Son dönemde bölgeye (Ortadoğu) yapılan ve ilk bakışta birbirinden bağımsızmış gibi görünen ziyaretler, biraz yakından bakıldığında bize bölgedeki emperyalist paylaşım mücadelesinin bir fotoğrafını veriyor.

Suriye’den Libya ve Doğu Akdeniz’e, Süveyş’ten Babül Mendeb (Yemen) ve Hürmüz Boğazı’na kadar bölgede yaşanan gerilim ve çatışmalar dönüp dolaşıp emperyalistler arasında devam eden dünyanın en önemli enerji kaynakları ve bunların geçiş yollarının denetlenmesi mücadelesine bağlanıyor.

O yüzden son dönemde bölgeye gerçekleştirilen ziyaretler, üç emperyalist gücün; ABD, Fransa ve Rusya’nın bölgesel paylaşım mücadelesinde kendi pozisyonlarını güçlendirmeye yönelik hamleler olarak anlam kazanıyor.

Sondan başlayalım.

Rusya Dışişleri Bakanı Lavrov, geçtiğimiz günlerde Suriye’ye “sürpriz” olarak nitelenen bir ziyaret gerçekleştirdi. Lavrov’un bu ziyareti, Putin yönetiminin davetiyle Moskova’da bir anlaşma imzalayan Suriye’deki Kürt özerk yönetimini temsil eden Suriye Demokratik Meclisi Eş Başkanı İlham Ehmed ve Halkın İradesi Partisi Lideri Kadri Cemil’le yaptığı görüşmeden sonra gerçekleştirilmiş olması bakımından dikkat çekiyor.

Lavrov’un Devlet Başkanı Esad ve Dışişleri Bakanı Velid Muallim ile gerçekleştirdiği görüşmeler sonrasında yapılan açıklamalar bazı konularda iki ülke arasındaki anlaşmazlıkların devam ettiğini gösterse de Rusya’nın stratejisini uygulamadaki kararlığını da ortaya koyuyor.

Bilindiği gibi Rusya, 2015’te yaptığı etkin müdahale ile Esad yönetiminin ayakta kalmasını ve daha da önemlisi ülkenin büyük bir bölümünde egemenliği yeniden ele geçirmesini sağlamıştı. Elbette Rusya’nın derdi Esad’dan önce kendi çıkarlarıydı. Çünkü eski Sovyet toprakları dışında askeri bir üsse sahip olduğu tek ülke (Tartus’taki deniz üssü) olan Suriye’nin düşmesi, Ortadoğu ve Doğu Akdeniz’deki egemenlik mücadelesinin daha en başından kaybedilmesi anlamına gelecekti. Bu müdahaleden sonra Rusya, Suriye’nin Lazkiye kentinde bir hava üssü kurmakla kalmadı; Libya’daki egemenlik mücadelesinde de elini güçlendirdi.

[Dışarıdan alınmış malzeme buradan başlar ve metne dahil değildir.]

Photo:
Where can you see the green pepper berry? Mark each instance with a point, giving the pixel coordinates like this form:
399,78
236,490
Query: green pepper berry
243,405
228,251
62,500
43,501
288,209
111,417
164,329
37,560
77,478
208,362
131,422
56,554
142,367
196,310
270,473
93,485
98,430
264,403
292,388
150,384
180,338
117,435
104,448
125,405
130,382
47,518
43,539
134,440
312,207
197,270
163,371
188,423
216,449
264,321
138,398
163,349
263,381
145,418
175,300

Ancak Rusya’nın bu desteği ve iki ülke arasındaki iş birliğine rağmen belli başlı konularda bazı anlaşmazlıklar yaşanıyor.

Bunları özetlemek gerekirse, öncelikle Suriye yönetimi İdlib’deki sürecin bu kadar uzamasından rahatsızlık duyuyor. Ancak bölgesel egemenlik mücadelesinde Türkiye’deki Erdoğan iktidarını karşısına almak istemeyen Rusya, mevcut şartlarda bugünkü durumun devamından yana görünüyor.

İkincisi, İsrail’le ilişkilerine bağlı olarak Rusya, İran’ın özellikle Suriye’nin güneyindeki askeri varlığının sona erdirilmesini istiyor. Suriye yönetimi, İran ve Lübnan Hizbullah’ını zayıflatacağı ve dolayısıyla bu güçlerle sürdürdüğü stratejik iş birliğine zarar vereceği kaygısıyla buna karşı çıkıyor.

Üçüncüsü, daha önce “Rojava’da ABD Planına Karşı Rusya Hamlesi 1 ve Rojava’da ABD Planına Karşı Rusya Hamlesi 2” yazılarında dikkat çektiğimiz gibi Rusya, ABD’nin Suriye’ye Kürtler üzerinden müdahale etme ve dahası Suriye ve Irak Kürtlerini kendi politik ekseninde birleştirme girişimlerini boşa çıkarmak için Suriye yönetiminin Kürtlerle müzakere yürütmesi ve özerklik temelinde bir çözüme razı olmasını istiyor. Suriye yönetimi, bölgede Kürt sorununu yaşayan diğer rejimler gibi bölünme kaygısıyla böylesi bir çözüme karşı çıkıyor.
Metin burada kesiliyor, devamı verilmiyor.